O caso de superação de Tebow foi além do sofrido nascimento e das críticas por ser um aluno independente, ensinado pelos pais. Ele provou por duas vezes sua perseverança, em uma partida atuando com a pé quebrado e, em outra, com uma das mãos fraturadas. Por essas atitudes e por sua qualidade em anotar touchdowns, ele recebeu o prêmio de MVP da liga universitária, o Heisman Trophy, logo no segundo ano de faculdade, em 2007, um feito inédito.

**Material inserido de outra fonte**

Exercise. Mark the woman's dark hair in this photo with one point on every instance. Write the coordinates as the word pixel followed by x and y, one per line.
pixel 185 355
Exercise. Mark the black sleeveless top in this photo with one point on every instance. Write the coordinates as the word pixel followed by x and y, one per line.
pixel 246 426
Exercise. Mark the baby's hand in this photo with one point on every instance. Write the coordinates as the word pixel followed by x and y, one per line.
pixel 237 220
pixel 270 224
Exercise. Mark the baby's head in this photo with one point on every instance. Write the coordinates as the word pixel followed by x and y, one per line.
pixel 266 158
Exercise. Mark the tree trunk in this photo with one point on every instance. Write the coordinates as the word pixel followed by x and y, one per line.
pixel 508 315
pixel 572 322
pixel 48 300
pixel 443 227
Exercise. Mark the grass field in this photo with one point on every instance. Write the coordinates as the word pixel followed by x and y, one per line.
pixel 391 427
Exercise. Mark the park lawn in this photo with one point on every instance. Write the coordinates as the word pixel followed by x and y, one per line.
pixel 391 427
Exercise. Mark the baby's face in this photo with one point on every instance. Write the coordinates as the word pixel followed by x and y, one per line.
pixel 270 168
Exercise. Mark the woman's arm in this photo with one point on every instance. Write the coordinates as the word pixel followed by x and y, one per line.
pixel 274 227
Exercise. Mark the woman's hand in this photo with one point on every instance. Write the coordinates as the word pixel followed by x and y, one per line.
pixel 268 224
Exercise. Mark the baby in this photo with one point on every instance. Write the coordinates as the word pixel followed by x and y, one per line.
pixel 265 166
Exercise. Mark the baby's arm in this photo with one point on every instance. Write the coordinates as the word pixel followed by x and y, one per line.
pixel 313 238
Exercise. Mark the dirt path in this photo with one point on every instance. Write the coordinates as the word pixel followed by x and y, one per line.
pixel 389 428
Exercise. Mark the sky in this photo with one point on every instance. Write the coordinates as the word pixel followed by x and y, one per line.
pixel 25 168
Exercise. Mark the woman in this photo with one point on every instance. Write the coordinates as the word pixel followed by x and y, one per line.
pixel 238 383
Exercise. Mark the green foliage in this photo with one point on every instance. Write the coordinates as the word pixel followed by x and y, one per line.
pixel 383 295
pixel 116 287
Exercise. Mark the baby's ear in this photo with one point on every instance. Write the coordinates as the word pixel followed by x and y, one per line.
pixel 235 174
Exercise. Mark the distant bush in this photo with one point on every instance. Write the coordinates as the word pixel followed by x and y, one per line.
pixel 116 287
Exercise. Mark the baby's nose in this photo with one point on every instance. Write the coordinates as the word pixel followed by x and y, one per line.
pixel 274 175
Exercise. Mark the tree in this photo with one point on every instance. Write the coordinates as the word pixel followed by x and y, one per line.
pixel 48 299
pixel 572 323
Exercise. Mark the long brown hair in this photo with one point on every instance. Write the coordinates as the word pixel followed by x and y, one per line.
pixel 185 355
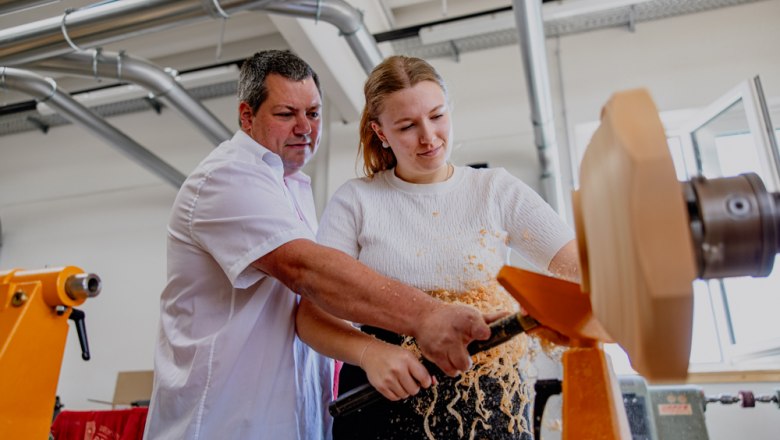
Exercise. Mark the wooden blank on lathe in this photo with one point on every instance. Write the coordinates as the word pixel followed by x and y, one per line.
pixel 632 226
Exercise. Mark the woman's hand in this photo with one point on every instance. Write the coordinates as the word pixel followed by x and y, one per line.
pixel 393 371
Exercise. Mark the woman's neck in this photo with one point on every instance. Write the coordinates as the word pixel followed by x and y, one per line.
pixel 441 174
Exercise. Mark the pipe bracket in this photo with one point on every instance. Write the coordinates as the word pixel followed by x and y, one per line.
pixel 64 28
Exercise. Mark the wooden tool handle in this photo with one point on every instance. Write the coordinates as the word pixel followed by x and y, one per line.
pixel 500 332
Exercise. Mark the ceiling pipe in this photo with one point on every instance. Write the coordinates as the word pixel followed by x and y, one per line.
pixel 104 23
pixel 348 20
pixel 528 15
pixel 45 90
pixel 9 6
pixel 161 83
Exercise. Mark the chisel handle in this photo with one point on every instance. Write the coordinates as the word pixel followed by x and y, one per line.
pixel 500 332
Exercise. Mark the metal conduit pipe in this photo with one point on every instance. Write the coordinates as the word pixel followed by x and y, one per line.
pixel 45 90
pixel 104 23
pixel 160 83
pixel 8 6
pixel 344 17
pixel 528 16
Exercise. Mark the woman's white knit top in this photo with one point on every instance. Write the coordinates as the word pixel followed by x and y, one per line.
pixel 451 235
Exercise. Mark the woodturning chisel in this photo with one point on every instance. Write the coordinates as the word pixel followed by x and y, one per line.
pixel 500 332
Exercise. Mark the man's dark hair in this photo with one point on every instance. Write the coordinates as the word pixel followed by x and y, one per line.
pixel 255 69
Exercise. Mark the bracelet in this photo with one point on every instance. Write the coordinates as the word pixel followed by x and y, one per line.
pixel 363 353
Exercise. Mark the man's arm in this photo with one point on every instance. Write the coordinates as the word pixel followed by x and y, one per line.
pixel 350 290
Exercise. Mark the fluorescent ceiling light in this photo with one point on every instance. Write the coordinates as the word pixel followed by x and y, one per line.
pixel 504 20
pixel 468 27
pixel 572 8
pixel 131 91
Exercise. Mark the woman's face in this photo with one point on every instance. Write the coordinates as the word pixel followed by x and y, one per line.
pixel 415 122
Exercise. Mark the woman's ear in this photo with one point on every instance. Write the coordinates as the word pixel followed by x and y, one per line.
pixel 378 130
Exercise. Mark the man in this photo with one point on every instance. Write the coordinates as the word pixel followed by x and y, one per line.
pixel 240 247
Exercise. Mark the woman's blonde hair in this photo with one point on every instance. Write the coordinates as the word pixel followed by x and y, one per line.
pixel 395 73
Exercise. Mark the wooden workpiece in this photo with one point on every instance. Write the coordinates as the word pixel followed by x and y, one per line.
pixel 636 243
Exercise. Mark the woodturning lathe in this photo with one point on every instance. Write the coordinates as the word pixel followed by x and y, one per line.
pixel 643 238
pixel 35 306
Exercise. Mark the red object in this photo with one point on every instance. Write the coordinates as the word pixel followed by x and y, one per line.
pixel 123 424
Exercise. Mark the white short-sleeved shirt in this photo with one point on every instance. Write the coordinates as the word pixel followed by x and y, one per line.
pixel 452 235
pixel 228 364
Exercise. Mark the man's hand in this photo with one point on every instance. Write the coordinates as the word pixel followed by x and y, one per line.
pixel 393 371
pixel 445 332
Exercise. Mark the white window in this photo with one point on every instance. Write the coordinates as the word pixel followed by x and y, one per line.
pixel 735 319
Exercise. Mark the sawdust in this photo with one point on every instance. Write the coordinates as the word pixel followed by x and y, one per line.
pixel 502 364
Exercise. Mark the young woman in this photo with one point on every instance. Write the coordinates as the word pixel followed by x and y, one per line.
pixel 446 230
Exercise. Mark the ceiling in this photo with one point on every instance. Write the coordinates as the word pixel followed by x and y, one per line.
pixel 396 22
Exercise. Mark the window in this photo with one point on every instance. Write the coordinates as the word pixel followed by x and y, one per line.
pixel 733 318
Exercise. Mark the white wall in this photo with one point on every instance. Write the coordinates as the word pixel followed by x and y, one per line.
pixel 68 199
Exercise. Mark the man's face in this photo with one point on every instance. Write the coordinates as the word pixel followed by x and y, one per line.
pixel 287 122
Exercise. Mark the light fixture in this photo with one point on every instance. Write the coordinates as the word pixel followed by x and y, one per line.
pixel 505 20
pixel 468 27
pixel 128 92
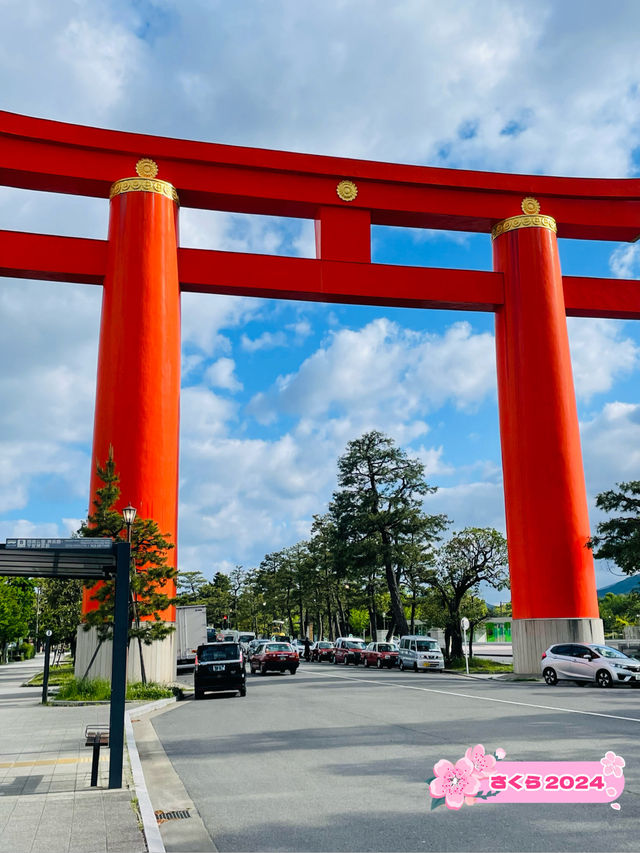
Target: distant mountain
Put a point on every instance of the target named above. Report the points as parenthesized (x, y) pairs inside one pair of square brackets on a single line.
[(622, 587)]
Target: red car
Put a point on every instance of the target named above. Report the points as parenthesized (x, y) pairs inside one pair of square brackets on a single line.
[(322, 650), (274, 657), (381, 654)]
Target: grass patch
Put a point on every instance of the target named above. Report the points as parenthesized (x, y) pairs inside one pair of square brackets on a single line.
[(99, 690), (480, 665), (58, 675)]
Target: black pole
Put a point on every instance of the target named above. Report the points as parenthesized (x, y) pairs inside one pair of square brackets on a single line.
[(119, 664), (45, 677)]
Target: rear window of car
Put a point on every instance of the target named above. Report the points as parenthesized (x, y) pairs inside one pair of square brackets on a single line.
[(219, 651), (426, 646)]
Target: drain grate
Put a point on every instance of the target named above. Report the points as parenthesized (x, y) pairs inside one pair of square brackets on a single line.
[(177, 814)]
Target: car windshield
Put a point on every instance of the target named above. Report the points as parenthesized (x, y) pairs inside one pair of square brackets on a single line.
[(426, 646), (219, 651), (608, 652)]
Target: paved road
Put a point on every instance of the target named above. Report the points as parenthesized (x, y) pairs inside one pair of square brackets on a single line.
[(336, 759)]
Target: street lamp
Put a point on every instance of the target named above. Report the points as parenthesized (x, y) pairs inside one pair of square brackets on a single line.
[(129, 515)]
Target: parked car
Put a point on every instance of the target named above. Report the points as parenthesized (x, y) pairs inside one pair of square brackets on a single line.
[(322, 650), (276, 657), (381, 654), (419, 653), (349, 650), (586, 662), (219, 667), (298, 645)]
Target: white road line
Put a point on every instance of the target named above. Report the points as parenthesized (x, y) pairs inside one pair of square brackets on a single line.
[(472, 696)]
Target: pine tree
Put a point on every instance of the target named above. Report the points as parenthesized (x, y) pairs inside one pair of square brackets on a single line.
[(150, 574)]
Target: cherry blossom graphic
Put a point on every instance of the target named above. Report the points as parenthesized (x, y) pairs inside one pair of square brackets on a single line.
[(612, 764), (454, 783), (483, 764)]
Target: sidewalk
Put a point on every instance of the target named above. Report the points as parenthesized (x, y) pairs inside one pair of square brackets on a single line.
[(46, 799)]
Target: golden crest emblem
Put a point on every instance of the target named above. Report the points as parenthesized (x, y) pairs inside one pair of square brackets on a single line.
[(347, 190)]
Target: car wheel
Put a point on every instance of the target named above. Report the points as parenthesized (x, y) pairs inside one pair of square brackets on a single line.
[(603, 678)]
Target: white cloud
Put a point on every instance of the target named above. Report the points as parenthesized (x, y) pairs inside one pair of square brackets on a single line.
[(220, 374), (600, 354), (383, 366), (625, 261), (267, 340)]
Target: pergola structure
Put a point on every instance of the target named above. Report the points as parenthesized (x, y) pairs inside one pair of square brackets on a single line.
[(143, 271)]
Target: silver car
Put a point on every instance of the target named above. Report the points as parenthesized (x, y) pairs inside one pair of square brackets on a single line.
[(586, 662)]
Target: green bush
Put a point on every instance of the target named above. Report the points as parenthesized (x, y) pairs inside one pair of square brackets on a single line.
[(85, 690), (99, 690)]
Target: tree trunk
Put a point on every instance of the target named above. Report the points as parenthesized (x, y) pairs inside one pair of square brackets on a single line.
[(397, 610)]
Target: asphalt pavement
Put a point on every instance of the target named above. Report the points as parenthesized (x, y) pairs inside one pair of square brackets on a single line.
[(337, 758)]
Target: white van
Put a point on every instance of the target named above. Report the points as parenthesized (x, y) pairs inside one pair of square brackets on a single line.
[(418, 652)]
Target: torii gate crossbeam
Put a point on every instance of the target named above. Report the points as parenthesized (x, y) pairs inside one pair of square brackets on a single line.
[(143, 270)]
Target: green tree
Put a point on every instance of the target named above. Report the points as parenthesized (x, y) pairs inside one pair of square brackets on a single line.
[(17, 600), (150, 572), (216, 596), (189, 587), (379, 507), (618, 538), (60, 609), (473, 556)]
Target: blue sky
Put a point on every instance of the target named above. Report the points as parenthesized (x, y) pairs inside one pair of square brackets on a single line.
[(273, 390)]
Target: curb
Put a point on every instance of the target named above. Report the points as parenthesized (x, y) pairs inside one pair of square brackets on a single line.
[(152, 835)]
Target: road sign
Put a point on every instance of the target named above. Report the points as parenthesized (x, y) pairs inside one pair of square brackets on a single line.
[(61, 544)]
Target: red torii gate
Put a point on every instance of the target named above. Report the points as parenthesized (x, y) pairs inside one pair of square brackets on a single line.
[(143, 271)]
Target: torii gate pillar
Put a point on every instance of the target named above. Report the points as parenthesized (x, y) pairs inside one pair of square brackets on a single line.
[(138, 383), (554, 595)]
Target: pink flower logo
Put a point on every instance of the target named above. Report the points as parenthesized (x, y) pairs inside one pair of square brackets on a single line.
[(483, 764), (612, 764), (454, 783)]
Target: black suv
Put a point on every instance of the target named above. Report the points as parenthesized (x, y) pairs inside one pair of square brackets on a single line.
[(219, 666)]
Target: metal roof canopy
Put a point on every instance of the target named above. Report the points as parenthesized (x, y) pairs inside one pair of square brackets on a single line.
[(91, 563), (98, 560)]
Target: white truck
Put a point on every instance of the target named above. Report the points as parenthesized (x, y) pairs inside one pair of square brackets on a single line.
[(191, 632)]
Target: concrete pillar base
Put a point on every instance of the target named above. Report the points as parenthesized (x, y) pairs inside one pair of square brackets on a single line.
[(531, 637), (159, 658)]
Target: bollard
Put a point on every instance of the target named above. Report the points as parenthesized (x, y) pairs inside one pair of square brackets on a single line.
[(45, 676)]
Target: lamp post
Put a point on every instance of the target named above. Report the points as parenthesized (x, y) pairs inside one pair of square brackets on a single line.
[(129, 516)]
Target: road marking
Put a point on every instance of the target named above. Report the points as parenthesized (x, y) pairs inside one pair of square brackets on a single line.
[(48, 761), (472, 696)]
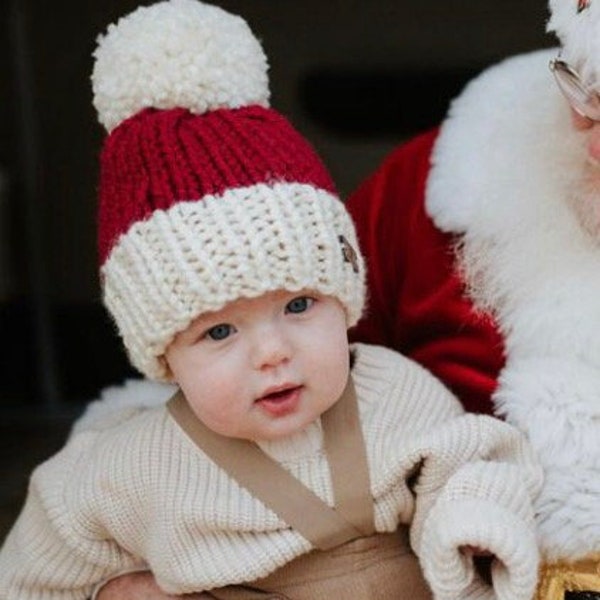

A chegada ao Denver Broncos impulsionou a venda de camisetas, fazendo do time o que mais comercializou as vestes nos primeiros meses da temporada. A nº 15, de Tebow, passou a ser a mais comprada pelos fãs da NFL.

O quarterback bonzinho

No esporte norte-americano, cheio de figuras ostentativas e muitas vezes irresponsáveis, Tim Tebow conquistou parte do público por sua colocação religiosa. Filho de missionários, ele sempre demonstrou publicamente sua fé e até usa isso para seguir os passos aprendidos. Periodicamente viaja às Filipinas para missões, ajudando crianças e outras pessoas em situações miseráveis no seu país natal.

Uma curiosidade é que em 2008 ele foi chamado para participar de um time da pré-temporada que leva o nome da revista Playboy. Como suas convicções batiam de frente com uma possível participação, ele rejeitou o convite.

“Sabe, há muitos líderes por aí. Mas, infelizmente, há poucos bons líderes. Este é o meu sonho. Quero ser alguém que os pais olhem e digam ‘Olhe, esse garoto fez as coisas do jeito certo’. Esse sempre foi meu sonho, mais do que ter um campeonato”, disse Tim Tebow, mostrando ser um possível genro que toda sogra gostaria de ter.